Decided on October 24, 2013
Sweeny, J.P., Renwick, Feinman, Clark, JJ.
10869 653506/11

[*1]Standard Charter Bank, Plaintiff-Respondent,

v

Ahman Hamad Al Gosaibi and Brothers Company, et al., Defendants-Appellants.




Lewis Baach PLLC, New York (Bruce R. Grace of counsel), for
appellants.
Hogan Lovells US LLP, New York (Marc J. Gottridge of
counsel), for respondent.

Order, Supreme Court, New York County (Ellen M. Coin, J.), entered December 14, 2012, which denied defendants' motion to dismiss the complaint seeking to enforce a foreign money judgment, and granted plaintiff's cross motion for summary judgment in the amount of the judgment plus interest, unanimously affirmed, with costs.

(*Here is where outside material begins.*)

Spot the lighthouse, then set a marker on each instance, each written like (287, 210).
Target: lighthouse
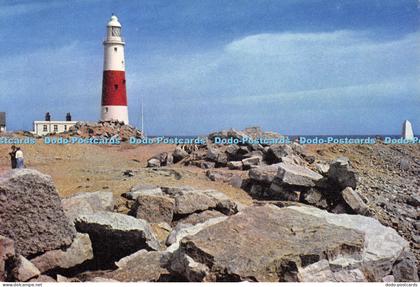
(114, 95)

Contrary to defendants' contention, the proceeding that resulted in the underlying judgment in the Bahrain Center for Dispute Resolution was not a compulsory arbitration, but a judicial proceeding. Thus, there is no special requirement for appeals and no other due process violation in defendants' being required to litigate in that tribunal (see Mount St. Mary's Hosp. of Niagara Falls v Catherwood, 26 NY2d 493, 505 [1970]). While the procedures of the tribunal are more restrictive than those of New York courts, they are not unlike those of many civil law jurisdictions the judgments of which are enforceable in New York. Having had notice of the hearing and an opportunity to be heard (of which they took advantage), defendants were afforded due process, even if the procedures were not as generous as those of New York (see CIBC Mellon Trust Co. v Mora Hotel Corp., 100 NY2d 215, 222 [2003], cert denied 540 US 948 [2003]). Nor was plaintiff required to plead the absence of each ground for non-enforcement of the judgment that might be available as a defense under CPLR 5304. Plaintiff alleged that the [*2]judgment was "conclusive." It thus alleged, implicitly, that none of the CPLR 5304 factors were present. Under the rule requiring that pleadings be afforded a liberal construction, this is sufficient.

THIS CONSTITUTES THE DECISION AND ORDER
OF THE SUPREME COURT, APPELLATE DIVISION, FIRST DEPARTMENT.